We’re always adding something to our minds. It’s better to not crowd it with needless things, to the best of our abilities. And that is something that attention does.
Attending to your heart and soul
Attend to your relationships and nourish your heart and soul. When you’re with yourself, be fully with you—not wishing or counting the minutes to be somewhere else. A few minutes a day of solitude can restore your sense of being.
The soul seeks comfort and peace. And we can attend to that by reflecting, journaling, meditating, yoga, prayer, reading. Whatever your soul seeks, your attention can provide.
Attention to others
The most important form of attention to give others is to be (fully be) there for them—mind, body, heart, and soul.
When we see our loved ones during the holidays, we can be fully there, not just out of obligation or guilt. We are where we want to be.
This can become a practice for all other interactions, when we meet our friends, talk to our parents or children.
When we give attention we feel more compassion, instead of judgment. We meet others with understanding and appreciation instead of expectations and disappointment.

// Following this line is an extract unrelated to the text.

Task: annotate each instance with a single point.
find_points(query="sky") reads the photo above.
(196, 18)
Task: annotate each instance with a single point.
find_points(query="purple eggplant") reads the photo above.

Attention to life and our surroundings
Notice with all your being the colors and energy of the seasons. Tend to the beauty and intricate details of nature—the mighty trees yielding to the wind, the birds migrating and seeking refuge, rain drops, snow flakes.
Look deeply into the chaos and order, the pain and joy, the challenges and triumphs, the creative genius of humanity and unfathomable ability to destroy—the ebbs and flows of the tides of life.
The moment one gives close attention to any thing, even a blade of grass it becomes a mysterious, awesome, indescribably magnificent world in itself. ~Henry Miller
Attention is authentic focus. You might be able to force yourself to focus on something you don’t value, but only for a short time. It cannot be sustained.
Over time you will notice (pay more attention to) the things that are important to you and the relationships that matter. This is a practice for life.
Meditation can be viewed as the conscious placement of attention on something other than thought.
Expanding on this definition, paying attention to ourselves, others, and the world is a meditation on life—a gift of consciousness, kindness and the truest form of living.